While the flashbacks are the best parts of the episode, there’s other good stuff in there, too. Starting with that horror sequence in the beginning, the show doesn’t hold back in its portrayal of incarceration. Annalise’s privacy and autonomy are stripped away. I feel like a broken record when I talk about her acting, but it needs to be said that Viola Davis kills it yet again here. We don’t get the manic, vicious Annalise. Rather, she’s devastated, drained. Her cellmates are written as real people rather than mere sketches relying on stereotypes. There’s a lot of life to this episode so haunted by death.
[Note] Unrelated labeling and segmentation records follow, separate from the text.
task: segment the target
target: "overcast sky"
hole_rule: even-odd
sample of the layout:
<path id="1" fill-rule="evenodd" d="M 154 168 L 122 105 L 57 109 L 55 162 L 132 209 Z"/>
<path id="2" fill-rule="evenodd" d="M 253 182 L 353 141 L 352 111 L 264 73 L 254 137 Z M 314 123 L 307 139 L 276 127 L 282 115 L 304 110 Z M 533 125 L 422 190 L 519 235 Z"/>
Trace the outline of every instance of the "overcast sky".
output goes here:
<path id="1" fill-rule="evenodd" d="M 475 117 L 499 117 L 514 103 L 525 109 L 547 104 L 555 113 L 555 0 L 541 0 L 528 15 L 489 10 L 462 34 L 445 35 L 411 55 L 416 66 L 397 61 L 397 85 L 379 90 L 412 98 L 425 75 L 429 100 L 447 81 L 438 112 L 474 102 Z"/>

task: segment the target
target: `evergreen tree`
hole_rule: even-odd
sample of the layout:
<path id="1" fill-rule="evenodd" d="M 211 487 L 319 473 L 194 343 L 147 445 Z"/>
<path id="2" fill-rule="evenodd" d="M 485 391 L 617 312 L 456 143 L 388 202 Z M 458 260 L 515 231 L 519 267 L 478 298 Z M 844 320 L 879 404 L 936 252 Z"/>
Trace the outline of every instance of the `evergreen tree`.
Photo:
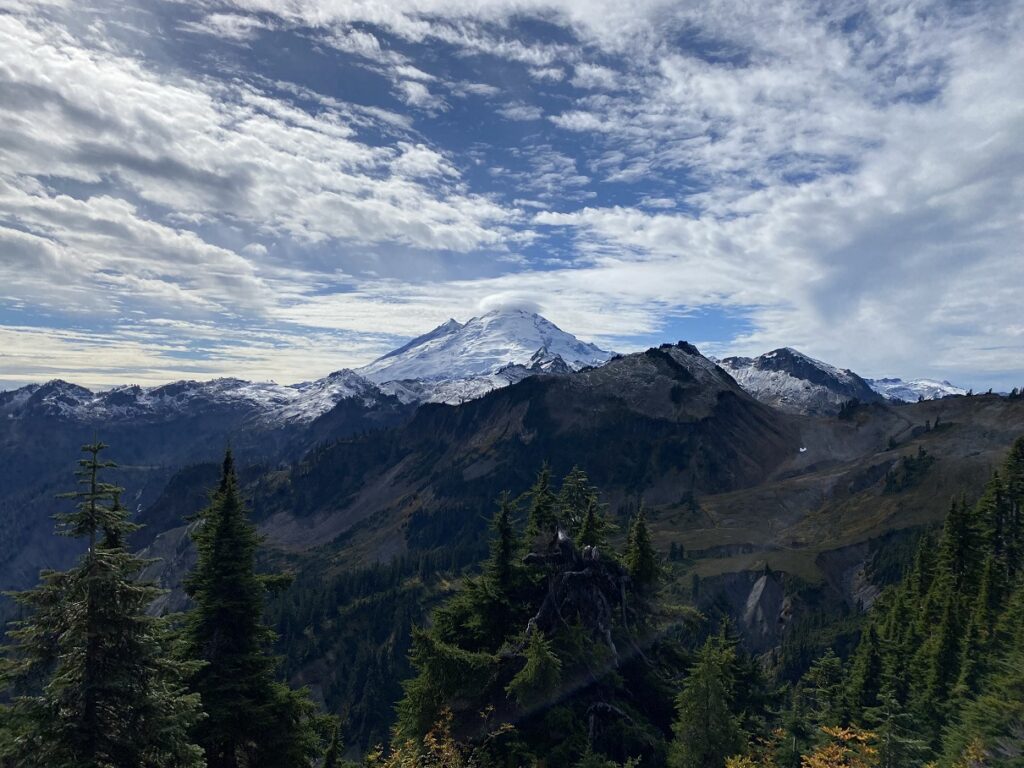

I’ve complained in the past that How To Get Away With Murder is sometimes a little to chill about murder. There have been times when the characters seem like they’re just going through the motions of grief and trauma, taking away from the stakes. But even though their minds are on the past, every character in this episode is living fully in the present, living in their grief, their pain, their trauma. It threatens to boil over—and does in a few instances, like when Asher beats up Connor for saying he’s glad Wes is dead and when Laurel tells Frank she wishes he was dead instead of Wes. Sam’s murder is still reverberating all these episodes later, and Wes’ murder is bound to have even deeper, more lasting effects on the characters’ psyches and on the show’s scope. No one is working on figuring out how to get away with murder so much as how to move on now that everything is so spectacularly broken.

Stray observations

  • Ok, so someone is probably trying to figure out how to get away with murder, but we don’t know who. The Mahoneys is perhaps too obvious of an answer, even though it is the one that makes the most sense. Frank turns himself in at episode’s end, but that final flashback also makes it seem like that would be too obvious of an answer. Plus, the structure of the episode suggests Frank is only turning himself in as a reaction to Laurel’s hurtful words and because it’s the only way to help Annalise.
  • The episode’s title plays on the title of the third season premiere, which was “We’re Good People Now.”
  • Here’s a little piece of sound mixing trivia from HTGAWM showrunner Peter Nowalk.
  • “I loved him so much more than I ever loved you.” DAMN, LAUREL.
  • “You think I’m racist, don’t you?” “I just think you’re white.” Enoch’s delivery of this is the most he has ever made me laugh on this show.